Pope St. John Paul II had a “rich philosophy of the dignity of the human person,” and St. Teresa of Kolkata “took that theology and put it into practice,” said a man who is co-founding a Catholic high school where both attributes will be the guiding principles in the education of young people.
“In my mind, I see them as both the hands and the heart at work together,” said Tom Bengston, co-founder of Unity High School in Burnsville, Minnesota.
Bengston and Matt Birk, a retired football player who played with the Minnesota Vikings and Baltimore Ravens, are planning to open the school’s doors this in the fall of 2020.
What motivated Birk and Bengston, who owns a small publishing company, was their view that American education places an unhealthy emphasis on testing, to the detriment of forming virtuous young men and women.
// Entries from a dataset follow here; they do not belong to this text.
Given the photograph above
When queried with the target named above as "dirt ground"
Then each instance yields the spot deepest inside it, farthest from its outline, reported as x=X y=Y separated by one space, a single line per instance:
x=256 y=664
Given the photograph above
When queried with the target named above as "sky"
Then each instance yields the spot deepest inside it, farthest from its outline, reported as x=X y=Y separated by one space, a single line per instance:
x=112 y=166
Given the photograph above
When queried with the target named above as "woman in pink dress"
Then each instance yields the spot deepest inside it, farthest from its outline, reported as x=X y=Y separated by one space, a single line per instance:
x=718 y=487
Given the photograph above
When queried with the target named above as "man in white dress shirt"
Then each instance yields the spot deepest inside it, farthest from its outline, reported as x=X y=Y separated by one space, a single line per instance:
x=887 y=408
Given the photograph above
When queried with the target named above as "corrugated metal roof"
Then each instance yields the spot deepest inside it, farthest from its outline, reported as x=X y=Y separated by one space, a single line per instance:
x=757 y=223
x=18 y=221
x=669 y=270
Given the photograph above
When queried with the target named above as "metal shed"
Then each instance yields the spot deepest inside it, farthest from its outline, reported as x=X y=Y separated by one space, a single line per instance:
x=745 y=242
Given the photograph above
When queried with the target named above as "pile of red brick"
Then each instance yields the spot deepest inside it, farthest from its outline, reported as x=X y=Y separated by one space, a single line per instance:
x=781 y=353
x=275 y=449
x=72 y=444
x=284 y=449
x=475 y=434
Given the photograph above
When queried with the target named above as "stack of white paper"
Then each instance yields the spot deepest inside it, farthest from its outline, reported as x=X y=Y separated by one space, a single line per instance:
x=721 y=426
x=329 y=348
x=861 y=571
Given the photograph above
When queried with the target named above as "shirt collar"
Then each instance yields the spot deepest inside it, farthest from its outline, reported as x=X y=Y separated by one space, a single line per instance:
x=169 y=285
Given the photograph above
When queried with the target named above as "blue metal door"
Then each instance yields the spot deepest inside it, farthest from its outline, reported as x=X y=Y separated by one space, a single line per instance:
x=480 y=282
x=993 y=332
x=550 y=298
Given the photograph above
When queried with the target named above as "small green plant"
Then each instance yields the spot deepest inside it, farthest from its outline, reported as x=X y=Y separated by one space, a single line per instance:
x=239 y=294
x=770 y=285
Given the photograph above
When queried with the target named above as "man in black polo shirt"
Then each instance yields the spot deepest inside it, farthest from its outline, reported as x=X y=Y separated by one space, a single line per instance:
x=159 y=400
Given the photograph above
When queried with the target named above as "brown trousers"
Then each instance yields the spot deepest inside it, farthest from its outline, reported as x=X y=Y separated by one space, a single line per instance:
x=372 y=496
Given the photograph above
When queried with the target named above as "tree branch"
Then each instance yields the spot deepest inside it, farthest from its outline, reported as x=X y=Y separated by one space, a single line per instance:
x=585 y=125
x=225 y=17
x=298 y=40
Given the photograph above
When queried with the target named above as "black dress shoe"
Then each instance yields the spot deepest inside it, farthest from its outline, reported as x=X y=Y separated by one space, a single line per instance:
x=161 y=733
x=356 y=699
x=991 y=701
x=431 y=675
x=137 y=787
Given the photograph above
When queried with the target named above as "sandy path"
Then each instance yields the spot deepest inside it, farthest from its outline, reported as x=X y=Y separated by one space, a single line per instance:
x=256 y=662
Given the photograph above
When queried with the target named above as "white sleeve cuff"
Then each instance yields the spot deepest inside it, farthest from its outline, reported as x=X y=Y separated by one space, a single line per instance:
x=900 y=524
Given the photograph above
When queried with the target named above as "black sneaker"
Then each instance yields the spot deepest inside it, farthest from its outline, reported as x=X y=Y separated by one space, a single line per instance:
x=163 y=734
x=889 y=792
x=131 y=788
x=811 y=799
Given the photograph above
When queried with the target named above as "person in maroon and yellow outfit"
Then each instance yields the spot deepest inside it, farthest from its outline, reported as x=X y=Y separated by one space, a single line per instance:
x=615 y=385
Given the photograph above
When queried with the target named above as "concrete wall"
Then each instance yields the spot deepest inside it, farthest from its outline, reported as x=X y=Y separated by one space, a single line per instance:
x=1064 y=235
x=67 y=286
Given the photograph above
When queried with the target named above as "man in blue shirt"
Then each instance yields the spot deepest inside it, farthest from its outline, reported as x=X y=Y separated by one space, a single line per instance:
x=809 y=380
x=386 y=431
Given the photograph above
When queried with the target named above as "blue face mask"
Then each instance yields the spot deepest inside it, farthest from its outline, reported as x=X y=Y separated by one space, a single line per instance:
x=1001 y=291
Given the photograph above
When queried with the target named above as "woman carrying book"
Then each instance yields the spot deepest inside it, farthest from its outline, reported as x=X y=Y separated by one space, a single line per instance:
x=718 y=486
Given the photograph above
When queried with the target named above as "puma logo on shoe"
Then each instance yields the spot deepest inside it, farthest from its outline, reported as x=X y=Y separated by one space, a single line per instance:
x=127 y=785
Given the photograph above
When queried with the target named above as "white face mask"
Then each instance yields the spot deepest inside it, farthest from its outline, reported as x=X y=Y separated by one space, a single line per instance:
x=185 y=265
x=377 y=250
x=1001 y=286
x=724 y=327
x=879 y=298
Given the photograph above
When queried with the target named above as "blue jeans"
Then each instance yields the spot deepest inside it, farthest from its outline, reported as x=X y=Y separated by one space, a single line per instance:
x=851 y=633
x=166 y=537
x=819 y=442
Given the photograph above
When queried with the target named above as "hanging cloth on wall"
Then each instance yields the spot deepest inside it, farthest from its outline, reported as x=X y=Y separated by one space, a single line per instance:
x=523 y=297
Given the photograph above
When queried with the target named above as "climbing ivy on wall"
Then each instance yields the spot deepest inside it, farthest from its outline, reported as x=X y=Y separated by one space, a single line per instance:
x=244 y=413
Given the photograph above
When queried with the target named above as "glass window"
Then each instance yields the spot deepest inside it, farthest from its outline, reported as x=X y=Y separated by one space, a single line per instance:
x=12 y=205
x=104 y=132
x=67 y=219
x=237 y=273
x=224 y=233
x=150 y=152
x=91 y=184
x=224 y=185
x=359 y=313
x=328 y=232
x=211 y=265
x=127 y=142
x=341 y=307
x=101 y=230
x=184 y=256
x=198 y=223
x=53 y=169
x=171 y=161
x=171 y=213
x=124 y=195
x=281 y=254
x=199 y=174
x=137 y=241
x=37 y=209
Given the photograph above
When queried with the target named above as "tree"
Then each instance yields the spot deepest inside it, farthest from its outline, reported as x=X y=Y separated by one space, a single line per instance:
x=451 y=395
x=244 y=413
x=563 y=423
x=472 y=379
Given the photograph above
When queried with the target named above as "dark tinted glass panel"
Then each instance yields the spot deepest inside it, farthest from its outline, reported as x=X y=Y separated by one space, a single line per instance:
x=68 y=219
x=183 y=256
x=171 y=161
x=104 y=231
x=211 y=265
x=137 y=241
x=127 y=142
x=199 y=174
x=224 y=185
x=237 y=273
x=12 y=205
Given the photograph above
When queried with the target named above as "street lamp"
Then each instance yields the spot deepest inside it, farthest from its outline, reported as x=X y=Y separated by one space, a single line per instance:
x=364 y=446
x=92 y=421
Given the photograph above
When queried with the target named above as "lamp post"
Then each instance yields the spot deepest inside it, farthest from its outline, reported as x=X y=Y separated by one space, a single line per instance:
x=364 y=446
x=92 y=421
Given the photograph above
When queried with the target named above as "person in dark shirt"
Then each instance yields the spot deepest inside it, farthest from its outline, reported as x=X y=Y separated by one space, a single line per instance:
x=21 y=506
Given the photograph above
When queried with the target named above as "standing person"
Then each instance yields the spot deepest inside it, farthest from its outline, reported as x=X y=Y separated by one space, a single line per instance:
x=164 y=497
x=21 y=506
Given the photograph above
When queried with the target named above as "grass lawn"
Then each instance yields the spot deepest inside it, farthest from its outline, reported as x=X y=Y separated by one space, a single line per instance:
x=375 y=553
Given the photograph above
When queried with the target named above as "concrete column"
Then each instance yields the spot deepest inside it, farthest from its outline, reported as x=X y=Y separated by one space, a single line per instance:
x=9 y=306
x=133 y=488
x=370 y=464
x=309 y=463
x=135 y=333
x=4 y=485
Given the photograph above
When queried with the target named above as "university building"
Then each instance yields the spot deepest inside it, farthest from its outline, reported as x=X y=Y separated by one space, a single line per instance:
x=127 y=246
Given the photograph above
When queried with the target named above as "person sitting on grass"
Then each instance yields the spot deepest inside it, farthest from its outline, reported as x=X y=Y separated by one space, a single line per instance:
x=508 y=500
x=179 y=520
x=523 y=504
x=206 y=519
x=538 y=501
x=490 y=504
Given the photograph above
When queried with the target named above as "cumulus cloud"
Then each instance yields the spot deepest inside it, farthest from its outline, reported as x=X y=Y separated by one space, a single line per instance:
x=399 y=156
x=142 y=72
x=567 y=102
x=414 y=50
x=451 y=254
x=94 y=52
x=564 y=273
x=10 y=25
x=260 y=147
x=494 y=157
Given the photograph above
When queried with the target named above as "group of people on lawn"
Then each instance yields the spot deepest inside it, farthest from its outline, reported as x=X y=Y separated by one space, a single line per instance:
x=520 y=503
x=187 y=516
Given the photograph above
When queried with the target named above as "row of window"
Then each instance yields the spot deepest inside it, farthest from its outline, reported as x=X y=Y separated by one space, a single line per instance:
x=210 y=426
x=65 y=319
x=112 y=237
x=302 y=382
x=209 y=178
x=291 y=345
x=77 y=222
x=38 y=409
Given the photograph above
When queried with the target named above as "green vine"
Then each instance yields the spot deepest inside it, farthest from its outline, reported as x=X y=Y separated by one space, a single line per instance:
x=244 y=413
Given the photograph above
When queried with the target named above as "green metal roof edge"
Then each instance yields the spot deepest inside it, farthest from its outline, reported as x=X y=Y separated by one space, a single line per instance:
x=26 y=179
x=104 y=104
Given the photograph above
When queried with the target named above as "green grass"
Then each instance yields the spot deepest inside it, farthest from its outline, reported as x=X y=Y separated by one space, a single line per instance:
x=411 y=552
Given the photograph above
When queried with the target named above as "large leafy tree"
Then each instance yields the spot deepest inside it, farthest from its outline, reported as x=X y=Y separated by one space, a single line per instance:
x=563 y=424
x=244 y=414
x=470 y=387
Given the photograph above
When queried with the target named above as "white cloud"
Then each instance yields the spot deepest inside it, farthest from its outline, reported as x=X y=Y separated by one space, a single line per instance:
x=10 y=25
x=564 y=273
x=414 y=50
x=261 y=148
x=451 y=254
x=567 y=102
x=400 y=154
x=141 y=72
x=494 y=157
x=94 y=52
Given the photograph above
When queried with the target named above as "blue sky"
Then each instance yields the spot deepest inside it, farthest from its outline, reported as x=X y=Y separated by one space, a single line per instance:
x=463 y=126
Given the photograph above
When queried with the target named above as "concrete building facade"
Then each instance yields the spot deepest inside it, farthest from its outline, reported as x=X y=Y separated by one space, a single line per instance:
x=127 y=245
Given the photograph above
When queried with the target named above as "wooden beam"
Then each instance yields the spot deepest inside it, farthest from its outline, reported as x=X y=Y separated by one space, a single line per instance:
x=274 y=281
“As the U.S. keeps falling on the global list of test scores, we just keep focusing more and more on the testing,” Birk told Catholic News Agency. “Character has been pushed out of mainstream education because it is all about the test now,” he added.
Birk added that while not every student will go on to college, every young person can be formed for success. “If we are only doing it to show how well we can take a test, what’s the point?” he commented. “If you go to an Ivy League school, is that a guarantee to a great life? No, no it’s not. I would say the most important thing to me … is that they would have a firm foundation in their Catholic faith, that would be number one, and then, number two, I would say to be equipped with some skills to be able to help them with whatever path they choose.”
Birk said the school will “be vigorously Catholic,” including opportunities for students to engage with an instructor who can foster “interior life and their personal relationship with Jesus.”
Located at Mary, Mother of the Church Parish in Burnsville, the school will emphasize both academic and practical skills, and thus its two patron saints: John Paul II and Mother Teresa.
“John Paul II had all this rich philosophy of the dignity of the human person, which we will be teaching at Unity High School, including Theology of the Body,” Bengtson said. “Then you got someone like Mother Teresa who took that theology and put it into practice—reached out to the poorest of the poor and saw dignity in folks who were in extremely dire circumstances.”
“In my mind,” he said, “I see them as both the hands and the heart at work together.”